I COMMEND MARK PRUNER FOR raising concerns that Dartmouth hasn't seized the challenges of distance education or e-learning with the vigor of our peer institutions ["Lost in Cyberspace?" Jan/Feb], issues he and I recently discussed.

Having spent the last year working on this issue for the College, I believe we may be guilty of modesty and of refusing to announce programs until they actually exist, but we are neither falling behind our peers nor in danger of becoming a "second-tier university in as little as five years," as Mark suggests.

Many press releases have touted partnerships, collaborations and joint ventures involving our Ivy-plus peers (the Ivies, Stanford, Duke, MIT and the University of Chicago). But with two minor exceptions, none of the Ivy-plus schools offer distance education courses for credit to their undergraduates.

The thing to keep in mind about the activity that appears to be taking place at peer institutions is that, to date, it is just press release activity. A few months ago, for example, an announcement was made that Cambridge was joining the Stanford/Yale/Princeton consortium for alumni distance education, yet representatives from the institutions still hadn't even met to work on anything concrete.
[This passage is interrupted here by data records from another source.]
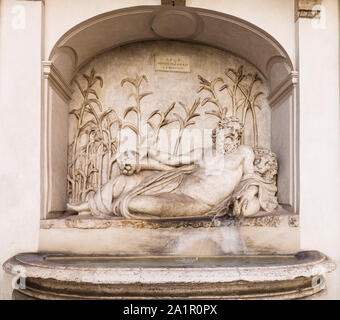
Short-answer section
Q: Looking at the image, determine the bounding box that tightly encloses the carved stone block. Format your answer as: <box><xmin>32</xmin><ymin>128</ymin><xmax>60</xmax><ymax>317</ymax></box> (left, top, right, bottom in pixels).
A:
<box><xmin>296</xmin><ymin>0</ymin><xmax>322</xmax><ymax>19</ymax></box>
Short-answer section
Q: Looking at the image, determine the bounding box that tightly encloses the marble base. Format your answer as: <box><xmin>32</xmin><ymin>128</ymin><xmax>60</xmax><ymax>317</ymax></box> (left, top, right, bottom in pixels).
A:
<box><xmin>39</xmin><ymin>214</ymin><xmax>300</xmax><ymax>256</ymax></box>
<box><xmin>4</xmin><ymin>251</ymin><xmax>335</xmax><ymax>299</ymax></box>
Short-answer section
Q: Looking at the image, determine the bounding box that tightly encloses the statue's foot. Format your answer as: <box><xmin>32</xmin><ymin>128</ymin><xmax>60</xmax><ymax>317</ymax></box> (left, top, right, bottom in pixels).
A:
<box><xmin>67</xmin><ymin>202</ymin><xmax>91</xmax><ymax>215</ymax></box>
While we frequently hear reference to Internet time, the only thing that really seems to move at that speed is the press releases.

Mark mentions the Tuck Online Bridge program that was developed with the Internet learning company Quisic as one of the Colleges bright spots. Since Tuck hadn't put out any anticipatory press releases, he had no way of knowing that Tuck will also be working with the e-learning company Pensare on a series of executive continuing education programs. He also had no way of knowing that Dartmouth's Ad-Hoc Faculty Committee on Distance Education has been meeting weekly for several months to consider the legal, financial, social and pedagogical implications of distance education for the undergraduate College.

The College takes Mark's concerns seriously. We won't be left behind in the measured adoption of educational technology. And we won't announce programs that don't actually exist.